Two Papers Accepted for EurSafe 2018

Two of Simon’s papers are accepted for the 14th Congress of the European Society for Agricultural and Food Ethics that is going to take place in at the University of Veterinary Medicine, Vienna (Austria): one on recirculation aquaculture systems and another one on post-normal water ethics.

Michèle Stark (Seafood Advisory GmbH) and Simon reflected whether recirculation aquaculture systems are sustainable innovations in organic food production. EU regulations explicitly preclude recirculation aquaculture systems (RAS) for aquaculture grow-out from organic certification because they are not close enough to nature (Regulation (EEC) No. 710/2009). Meanwhile, according to another EU regulation, one criterion for organic food production is its contribution to sustainable development (Regulation (EEC) No. 834/2007). Against this background, one might argue that in spite of their distance to nature RAS are innovative solutions to deal with sustainability issues in food production. The paper will deal with the claim that RAS for aquaculture could be one innovative solution to sustainability issues. In this respect, the picture is ambivalent. In the past, the organic movement (OM) has searched for innovative alternatives to industrial forms of agriculture and food production that are non-sustainable. Hence, the majority of the OM cannot warm to industrial RAS, even though one might argue that these systems comply with many of the European OM’s founding principles. While there are potential positive effects for a sustainable development, we might still regard these systems as techno-scientific solutions to social problems. This paper discusses innovation narratives related to RAS from the perspective of post-normal innovation critique. It first presents potential contribution to a more sustainable food sector. It then contrasts these arguments within critical assessments of innovation narratives for sustainable development. Finally, it discusses pitfalls that the OM needed to avoid if it wants to lobby for or against organic certification of RAS.
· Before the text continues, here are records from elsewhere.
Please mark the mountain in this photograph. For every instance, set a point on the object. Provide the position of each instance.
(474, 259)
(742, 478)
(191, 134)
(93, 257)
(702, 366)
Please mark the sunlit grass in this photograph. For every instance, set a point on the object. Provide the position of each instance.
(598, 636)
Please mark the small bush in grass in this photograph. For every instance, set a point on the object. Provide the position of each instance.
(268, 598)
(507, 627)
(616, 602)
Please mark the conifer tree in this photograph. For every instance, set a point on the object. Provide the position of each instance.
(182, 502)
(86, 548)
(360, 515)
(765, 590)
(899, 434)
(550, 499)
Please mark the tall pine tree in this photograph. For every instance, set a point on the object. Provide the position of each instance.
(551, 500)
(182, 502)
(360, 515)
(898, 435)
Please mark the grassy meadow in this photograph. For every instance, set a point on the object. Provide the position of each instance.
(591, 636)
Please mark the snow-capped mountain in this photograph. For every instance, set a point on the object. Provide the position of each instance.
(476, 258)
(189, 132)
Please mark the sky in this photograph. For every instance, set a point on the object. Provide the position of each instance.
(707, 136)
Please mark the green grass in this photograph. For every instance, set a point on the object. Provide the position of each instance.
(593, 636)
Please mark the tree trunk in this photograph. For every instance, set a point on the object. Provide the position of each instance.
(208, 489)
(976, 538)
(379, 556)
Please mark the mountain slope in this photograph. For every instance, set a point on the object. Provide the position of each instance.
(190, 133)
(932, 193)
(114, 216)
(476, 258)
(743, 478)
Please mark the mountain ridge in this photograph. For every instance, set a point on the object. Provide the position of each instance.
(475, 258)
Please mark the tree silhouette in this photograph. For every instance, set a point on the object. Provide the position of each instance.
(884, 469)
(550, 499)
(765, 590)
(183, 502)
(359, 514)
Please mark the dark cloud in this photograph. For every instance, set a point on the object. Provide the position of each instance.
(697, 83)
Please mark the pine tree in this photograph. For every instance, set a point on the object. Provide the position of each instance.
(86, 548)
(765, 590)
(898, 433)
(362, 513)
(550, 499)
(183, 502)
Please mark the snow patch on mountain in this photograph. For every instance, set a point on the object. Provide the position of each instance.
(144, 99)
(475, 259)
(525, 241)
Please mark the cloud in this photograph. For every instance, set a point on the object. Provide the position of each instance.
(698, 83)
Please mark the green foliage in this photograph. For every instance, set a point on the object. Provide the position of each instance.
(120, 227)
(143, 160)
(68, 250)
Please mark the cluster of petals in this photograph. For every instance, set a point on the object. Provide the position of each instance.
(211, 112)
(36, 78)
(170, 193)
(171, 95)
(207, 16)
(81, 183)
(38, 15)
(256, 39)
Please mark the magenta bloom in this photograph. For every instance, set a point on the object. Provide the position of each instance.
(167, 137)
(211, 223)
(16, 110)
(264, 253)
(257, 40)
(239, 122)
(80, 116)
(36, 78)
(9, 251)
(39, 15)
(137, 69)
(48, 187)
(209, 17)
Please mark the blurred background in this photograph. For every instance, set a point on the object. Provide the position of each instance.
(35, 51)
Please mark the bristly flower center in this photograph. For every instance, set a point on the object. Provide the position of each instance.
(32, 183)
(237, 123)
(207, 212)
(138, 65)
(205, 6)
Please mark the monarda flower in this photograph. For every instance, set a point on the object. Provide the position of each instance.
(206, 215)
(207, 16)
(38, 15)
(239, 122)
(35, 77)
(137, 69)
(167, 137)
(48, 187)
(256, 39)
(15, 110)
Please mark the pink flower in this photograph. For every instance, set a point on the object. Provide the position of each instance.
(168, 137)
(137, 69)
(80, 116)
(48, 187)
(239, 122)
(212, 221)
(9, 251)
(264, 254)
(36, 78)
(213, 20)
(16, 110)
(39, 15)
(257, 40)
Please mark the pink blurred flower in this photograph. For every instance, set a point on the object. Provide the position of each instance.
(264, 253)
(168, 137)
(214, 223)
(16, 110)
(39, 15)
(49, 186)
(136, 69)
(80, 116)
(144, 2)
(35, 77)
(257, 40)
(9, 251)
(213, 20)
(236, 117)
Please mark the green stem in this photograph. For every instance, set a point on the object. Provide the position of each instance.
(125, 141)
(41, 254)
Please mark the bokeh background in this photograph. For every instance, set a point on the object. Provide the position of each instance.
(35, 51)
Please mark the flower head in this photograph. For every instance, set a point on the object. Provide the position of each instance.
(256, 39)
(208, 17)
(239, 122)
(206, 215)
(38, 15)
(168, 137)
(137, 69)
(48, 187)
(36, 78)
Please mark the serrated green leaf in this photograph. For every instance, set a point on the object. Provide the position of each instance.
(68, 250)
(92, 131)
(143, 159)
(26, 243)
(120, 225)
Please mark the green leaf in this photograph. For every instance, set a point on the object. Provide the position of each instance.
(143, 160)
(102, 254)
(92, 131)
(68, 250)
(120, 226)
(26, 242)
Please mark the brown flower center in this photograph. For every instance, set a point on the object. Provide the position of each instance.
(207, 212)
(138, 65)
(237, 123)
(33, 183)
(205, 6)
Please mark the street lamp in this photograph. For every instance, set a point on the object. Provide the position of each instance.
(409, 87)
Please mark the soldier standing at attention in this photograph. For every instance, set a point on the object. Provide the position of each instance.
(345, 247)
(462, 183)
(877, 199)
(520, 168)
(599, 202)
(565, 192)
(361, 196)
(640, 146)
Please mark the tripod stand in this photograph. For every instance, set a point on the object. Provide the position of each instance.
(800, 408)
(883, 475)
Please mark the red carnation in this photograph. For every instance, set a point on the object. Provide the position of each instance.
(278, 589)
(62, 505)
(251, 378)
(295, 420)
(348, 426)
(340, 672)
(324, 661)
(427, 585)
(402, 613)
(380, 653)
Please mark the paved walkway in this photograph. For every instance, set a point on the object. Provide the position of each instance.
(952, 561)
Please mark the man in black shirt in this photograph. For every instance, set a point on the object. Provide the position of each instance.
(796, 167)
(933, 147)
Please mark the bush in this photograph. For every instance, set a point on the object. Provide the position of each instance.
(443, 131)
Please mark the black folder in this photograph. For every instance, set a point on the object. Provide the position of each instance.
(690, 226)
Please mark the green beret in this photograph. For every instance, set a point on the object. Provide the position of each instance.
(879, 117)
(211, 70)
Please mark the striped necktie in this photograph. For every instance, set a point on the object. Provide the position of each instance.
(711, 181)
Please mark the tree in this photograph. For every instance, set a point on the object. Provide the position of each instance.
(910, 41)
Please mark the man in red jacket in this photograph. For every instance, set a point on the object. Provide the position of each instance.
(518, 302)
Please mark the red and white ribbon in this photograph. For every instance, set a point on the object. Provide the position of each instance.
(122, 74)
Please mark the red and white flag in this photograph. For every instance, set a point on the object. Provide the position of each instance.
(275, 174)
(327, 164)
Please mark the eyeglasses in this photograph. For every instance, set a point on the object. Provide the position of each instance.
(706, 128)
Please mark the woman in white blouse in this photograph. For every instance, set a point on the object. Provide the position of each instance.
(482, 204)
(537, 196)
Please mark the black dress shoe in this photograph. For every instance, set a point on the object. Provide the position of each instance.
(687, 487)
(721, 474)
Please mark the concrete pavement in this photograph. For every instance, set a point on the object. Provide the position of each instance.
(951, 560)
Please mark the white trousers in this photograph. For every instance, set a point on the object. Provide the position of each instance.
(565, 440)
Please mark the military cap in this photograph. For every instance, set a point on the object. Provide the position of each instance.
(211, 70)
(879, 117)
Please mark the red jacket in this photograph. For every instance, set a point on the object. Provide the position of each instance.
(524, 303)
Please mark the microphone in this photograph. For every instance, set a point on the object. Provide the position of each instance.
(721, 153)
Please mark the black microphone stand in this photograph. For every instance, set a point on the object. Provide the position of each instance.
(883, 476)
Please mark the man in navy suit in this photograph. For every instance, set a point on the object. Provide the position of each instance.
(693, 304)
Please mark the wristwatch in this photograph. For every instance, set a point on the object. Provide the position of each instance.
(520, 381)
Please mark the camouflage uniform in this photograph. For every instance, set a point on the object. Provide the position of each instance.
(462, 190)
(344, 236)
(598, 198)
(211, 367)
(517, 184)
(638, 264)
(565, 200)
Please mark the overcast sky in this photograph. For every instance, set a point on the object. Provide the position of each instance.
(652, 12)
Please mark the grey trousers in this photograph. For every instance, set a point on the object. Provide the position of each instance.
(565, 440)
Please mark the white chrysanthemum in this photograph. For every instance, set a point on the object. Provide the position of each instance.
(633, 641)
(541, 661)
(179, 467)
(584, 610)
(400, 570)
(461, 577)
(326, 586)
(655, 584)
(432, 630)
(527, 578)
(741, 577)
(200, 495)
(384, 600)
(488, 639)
This paper builds on the report of the project Stakeholder-Studie ‚Kreislaufanlagen – Positionen des Ökosektors‚ funded by German Federal Ministry of Food and Agriculture (project no. 2815OE026).

The second paper asks what water ethics can learn from engaging with post-normal science. Water ethics is an emerging field in application-oriented ethics. It reviews the normative and evaluative implications of human water practices and aims to argue for (more) justified practices. The text corpus on water ethics continues to grow, reflecting an increasing demand for moral orientation. It is time now to take stock and reflect how to address inherent tensions within this corpus, in particular regarding its practice and object. In this vein, the paper does not intend to produce a reductionist and uniform account of the diverse field of water ethics. On the contrary, it perceives itself as a critical and constructive reflection of this rich field. In order to capture the water ethical scholarship, the analysis in this paper addresses ethics primarily as a form of social activity rather than a body of different theories, which it also is. It will first unfold tensions and dividing lines within the water ethical literature. Subsequently, after introducing post-normal sciences (PNS), the paper asks how this approach might help to bridge some of the tensions in the water ethical literature. PNS challenges the dominance of scientific representations in dealing with real-world problems and constitutes an innovative mode of knowledge production for environmental governance under conditions of complexity and uncertainty. The approach of this paper helps assess the potentials and aspirations of water ethics as a field of application-oriented ethics.